The enormous Mongol empire, 1200's. |
But the saddest trauma was suffered by the Muslim world, which was at its height when the Mongols trashed Baghdad. In the centuries since, they have not gained a continent-wide empire (excepting the conquests and splendors of Mughal period), and have fallen progressively behind Western Europe. Whether the low point was the cavalier carving up of Muslim countries by the British (and French and Russians) after the fall of the Ottoman empire, or the current Islamist insanity, the Muslim world has had an increasingly frought relationship with the rest of the world, and with Modernity.
The Muslim approach to statehood and governance has always been lacking, based as it is on Muhammed as a singular and unreplicable example.

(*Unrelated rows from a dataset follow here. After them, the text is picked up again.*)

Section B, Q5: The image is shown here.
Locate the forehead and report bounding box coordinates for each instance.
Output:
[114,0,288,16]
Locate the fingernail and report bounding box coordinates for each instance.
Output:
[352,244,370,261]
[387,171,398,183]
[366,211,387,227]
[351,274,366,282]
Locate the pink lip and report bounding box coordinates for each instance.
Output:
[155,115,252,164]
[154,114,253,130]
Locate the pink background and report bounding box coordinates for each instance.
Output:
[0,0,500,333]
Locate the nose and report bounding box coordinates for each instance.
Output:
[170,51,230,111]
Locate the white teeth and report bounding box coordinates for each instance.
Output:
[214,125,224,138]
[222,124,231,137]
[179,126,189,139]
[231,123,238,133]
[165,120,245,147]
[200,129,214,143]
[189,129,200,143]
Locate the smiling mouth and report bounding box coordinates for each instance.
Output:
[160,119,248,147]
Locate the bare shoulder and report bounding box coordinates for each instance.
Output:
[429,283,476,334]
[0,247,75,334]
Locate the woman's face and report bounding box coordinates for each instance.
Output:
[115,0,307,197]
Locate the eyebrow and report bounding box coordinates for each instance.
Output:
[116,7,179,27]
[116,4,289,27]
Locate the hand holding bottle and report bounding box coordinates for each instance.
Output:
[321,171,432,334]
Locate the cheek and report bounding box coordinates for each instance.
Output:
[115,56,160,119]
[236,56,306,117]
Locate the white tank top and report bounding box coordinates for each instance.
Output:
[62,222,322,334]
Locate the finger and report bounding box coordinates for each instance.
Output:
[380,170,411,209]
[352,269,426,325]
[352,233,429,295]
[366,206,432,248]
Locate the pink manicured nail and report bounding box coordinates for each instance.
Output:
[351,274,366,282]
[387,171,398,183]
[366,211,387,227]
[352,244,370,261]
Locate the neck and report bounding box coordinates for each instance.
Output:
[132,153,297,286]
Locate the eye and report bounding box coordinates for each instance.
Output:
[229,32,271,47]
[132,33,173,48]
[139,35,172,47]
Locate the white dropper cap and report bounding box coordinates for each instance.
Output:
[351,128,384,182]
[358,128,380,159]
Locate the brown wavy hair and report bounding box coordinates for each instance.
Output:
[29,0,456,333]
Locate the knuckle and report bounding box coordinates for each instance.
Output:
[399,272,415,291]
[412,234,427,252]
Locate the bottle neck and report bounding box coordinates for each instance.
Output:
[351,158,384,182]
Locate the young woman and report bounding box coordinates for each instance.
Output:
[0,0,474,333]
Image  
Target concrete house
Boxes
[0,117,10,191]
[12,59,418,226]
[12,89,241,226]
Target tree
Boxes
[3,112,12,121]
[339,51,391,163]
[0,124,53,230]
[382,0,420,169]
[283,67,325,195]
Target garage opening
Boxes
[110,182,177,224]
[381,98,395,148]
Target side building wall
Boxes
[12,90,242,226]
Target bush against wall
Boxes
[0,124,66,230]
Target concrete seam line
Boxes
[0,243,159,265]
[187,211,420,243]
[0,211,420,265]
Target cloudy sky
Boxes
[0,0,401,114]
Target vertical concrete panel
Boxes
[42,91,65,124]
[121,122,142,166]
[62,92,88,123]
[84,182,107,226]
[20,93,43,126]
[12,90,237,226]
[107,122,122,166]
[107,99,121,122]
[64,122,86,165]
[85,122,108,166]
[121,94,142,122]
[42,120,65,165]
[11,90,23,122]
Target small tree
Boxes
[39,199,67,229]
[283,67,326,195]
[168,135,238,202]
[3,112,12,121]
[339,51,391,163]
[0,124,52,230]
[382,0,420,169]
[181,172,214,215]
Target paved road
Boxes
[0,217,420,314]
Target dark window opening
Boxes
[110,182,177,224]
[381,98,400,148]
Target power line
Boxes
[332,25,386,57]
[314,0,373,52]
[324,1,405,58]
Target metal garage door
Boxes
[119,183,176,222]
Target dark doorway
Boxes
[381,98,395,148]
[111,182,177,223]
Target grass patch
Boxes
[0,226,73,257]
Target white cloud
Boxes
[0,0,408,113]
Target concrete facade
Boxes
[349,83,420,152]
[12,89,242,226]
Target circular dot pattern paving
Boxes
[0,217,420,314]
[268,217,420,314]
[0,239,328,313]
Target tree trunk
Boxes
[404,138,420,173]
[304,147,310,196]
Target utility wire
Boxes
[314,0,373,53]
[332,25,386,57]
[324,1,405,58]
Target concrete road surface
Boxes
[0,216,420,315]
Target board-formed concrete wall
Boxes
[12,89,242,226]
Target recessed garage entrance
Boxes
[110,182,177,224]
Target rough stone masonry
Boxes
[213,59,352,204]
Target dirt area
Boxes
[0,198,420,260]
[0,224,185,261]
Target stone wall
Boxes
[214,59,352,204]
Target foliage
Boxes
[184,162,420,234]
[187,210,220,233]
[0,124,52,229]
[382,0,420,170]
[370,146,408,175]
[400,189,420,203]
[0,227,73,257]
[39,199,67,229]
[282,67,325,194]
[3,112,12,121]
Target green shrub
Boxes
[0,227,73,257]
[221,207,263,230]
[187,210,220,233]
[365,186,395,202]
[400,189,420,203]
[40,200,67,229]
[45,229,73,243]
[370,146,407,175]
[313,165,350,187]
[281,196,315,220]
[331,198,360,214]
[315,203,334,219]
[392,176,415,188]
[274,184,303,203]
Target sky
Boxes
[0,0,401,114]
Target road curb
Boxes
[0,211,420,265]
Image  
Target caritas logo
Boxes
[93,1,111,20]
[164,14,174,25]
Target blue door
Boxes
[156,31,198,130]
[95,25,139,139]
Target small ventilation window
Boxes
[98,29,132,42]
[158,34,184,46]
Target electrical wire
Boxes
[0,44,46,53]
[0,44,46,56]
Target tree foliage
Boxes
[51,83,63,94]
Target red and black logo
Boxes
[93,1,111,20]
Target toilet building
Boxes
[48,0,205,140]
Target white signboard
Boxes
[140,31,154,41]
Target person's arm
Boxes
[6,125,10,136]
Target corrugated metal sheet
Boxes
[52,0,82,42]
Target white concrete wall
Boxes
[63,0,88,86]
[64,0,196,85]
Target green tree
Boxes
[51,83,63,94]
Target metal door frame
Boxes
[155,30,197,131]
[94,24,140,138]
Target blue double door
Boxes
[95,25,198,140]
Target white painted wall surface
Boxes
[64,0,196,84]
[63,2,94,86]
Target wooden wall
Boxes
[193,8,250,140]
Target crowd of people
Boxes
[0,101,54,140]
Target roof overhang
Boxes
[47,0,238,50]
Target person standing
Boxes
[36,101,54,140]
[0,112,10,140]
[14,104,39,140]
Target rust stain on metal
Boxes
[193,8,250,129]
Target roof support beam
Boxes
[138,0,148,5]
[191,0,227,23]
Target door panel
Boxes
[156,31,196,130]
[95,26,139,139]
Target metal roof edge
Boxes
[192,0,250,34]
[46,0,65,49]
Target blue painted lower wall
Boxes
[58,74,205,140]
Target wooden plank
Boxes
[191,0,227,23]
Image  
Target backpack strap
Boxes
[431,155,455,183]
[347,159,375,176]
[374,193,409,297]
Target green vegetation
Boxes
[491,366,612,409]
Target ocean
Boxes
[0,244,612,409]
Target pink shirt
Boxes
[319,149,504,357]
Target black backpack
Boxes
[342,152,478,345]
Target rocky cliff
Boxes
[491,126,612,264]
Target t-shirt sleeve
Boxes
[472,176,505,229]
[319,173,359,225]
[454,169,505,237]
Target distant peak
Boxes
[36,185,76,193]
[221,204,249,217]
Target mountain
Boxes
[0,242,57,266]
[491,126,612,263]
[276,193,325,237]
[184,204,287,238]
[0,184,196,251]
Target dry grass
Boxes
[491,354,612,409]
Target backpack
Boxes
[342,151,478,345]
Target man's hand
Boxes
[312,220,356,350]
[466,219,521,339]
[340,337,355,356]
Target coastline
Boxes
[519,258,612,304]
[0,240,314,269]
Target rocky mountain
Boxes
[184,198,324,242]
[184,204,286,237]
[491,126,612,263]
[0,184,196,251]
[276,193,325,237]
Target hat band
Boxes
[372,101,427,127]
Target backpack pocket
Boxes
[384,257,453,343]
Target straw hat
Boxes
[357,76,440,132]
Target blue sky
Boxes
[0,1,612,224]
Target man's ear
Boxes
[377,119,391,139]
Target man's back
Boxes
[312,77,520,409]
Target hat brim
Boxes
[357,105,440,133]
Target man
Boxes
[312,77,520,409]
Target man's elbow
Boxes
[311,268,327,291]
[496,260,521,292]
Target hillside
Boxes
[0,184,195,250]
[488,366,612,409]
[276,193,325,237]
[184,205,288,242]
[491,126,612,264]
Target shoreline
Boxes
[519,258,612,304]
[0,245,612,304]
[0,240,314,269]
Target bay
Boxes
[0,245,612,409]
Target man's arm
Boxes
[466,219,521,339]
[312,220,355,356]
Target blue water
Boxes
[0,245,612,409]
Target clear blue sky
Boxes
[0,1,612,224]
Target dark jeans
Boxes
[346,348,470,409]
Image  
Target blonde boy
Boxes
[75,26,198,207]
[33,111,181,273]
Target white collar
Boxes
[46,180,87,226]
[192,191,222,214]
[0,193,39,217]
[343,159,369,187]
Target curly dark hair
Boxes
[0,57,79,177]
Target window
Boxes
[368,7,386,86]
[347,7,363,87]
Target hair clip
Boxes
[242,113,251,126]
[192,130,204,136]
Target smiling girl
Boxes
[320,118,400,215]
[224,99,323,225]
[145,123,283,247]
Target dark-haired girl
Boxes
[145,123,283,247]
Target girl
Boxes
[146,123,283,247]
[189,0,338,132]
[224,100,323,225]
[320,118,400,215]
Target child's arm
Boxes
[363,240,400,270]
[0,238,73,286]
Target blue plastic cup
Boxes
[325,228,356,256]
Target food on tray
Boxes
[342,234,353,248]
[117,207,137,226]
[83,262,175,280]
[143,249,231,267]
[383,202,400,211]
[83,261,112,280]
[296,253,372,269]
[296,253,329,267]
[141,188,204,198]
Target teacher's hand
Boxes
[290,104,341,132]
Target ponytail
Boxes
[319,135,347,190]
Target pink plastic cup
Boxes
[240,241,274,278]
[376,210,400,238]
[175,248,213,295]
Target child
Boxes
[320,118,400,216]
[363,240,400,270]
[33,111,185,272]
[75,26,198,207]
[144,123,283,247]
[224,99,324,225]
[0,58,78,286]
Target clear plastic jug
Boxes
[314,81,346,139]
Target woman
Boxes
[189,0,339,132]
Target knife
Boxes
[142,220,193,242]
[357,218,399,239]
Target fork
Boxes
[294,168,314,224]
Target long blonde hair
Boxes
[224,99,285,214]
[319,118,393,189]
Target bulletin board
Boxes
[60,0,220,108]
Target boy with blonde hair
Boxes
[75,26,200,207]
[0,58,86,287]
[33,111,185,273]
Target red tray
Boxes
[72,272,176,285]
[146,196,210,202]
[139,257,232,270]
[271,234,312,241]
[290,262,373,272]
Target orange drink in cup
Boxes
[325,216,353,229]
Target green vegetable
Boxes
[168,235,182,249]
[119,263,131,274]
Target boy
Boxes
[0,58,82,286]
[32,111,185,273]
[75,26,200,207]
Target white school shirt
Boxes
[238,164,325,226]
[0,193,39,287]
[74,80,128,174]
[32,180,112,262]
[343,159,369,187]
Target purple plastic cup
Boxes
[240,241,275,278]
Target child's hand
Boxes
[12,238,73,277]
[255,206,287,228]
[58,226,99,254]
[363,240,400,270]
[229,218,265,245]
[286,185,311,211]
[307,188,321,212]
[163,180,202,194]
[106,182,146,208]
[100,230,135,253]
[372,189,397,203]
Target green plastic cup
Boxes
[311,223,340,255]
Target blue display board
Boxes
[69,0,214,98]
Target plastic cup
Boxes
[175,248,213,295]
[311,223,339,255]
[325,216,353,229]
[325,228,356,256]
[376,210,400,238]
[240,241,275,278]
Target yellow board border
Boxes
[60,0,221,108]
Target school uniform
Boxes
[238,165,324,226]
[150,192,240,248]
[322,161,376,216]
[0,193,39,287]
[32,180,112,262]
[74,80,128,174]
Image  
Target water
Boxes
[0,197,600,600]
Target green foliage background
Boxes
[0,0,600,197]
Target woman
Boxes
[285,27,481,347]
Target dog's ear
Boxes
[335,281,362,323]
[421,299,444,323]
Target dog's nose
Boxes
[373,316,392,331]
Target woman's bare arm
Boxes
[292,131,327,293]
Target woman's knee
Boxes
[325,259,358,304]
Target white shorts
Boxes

A tribal and militaristic style succeeded after Muhammed's death, in channelling the energies of the unified community to winning an enormous empire. The caliphate then kept things together loosely, with religion as the core of identity. But it was always by civil war that God decided on the winners in the battle for the next ruling family. In Europe, the Catholic church (and its monastic affiliates) provided a much more stable model of governance, via election out of an oligarchy of cardinals. Later on, the Protestant reformation prompted ever greater attention to the role of the individual, as arbiter of celestial as well as terrestrial salvation. These threads of practice and theory led, in excruciatingly slow fashion, to the secular democratic state we have today.
When crisis threw Muslims back onto their religion as the bulwark of communal identity, there was little to go on to develop state institutions. Thus states tended to revert to tribal autocracy as the model. In the Arab core of the Muslim world, this remains the rule to this day. In outlying areas, however, such as Indonesia, Pakistan, and Turkey, (possibly Egypt and Tunisia), non-religious ideologies and influences have been more powerful, such as British colonialism, and the active Westernizing secularism of Ataturk. These countries have highly authoritarian tendencies, but have so far successfully cast aside enough of their Muslim ideological baggage to make democratic systems work to some degree.
This lack of legitimate state development in the bulk of the historical Muslim world, perhaps accentuated by the trauma of Mongol destruction, is central to its current complaints. It was central to their lack of resistance to Western imperialism, to their lack of effective post-colonial governance, to lack of human development and the economic development it leads to. It was also central to our disasters in Iraq and Afghanistan, where the US dreamed of quickly implanting democracy, only to be faced by a culture utterly unprepared for it, with far more fissiparous fish to fry. If God anoints the strong to rule over the weak, by way of warfare in general and jihad in particular, what is the point of legally bound representative state institutions?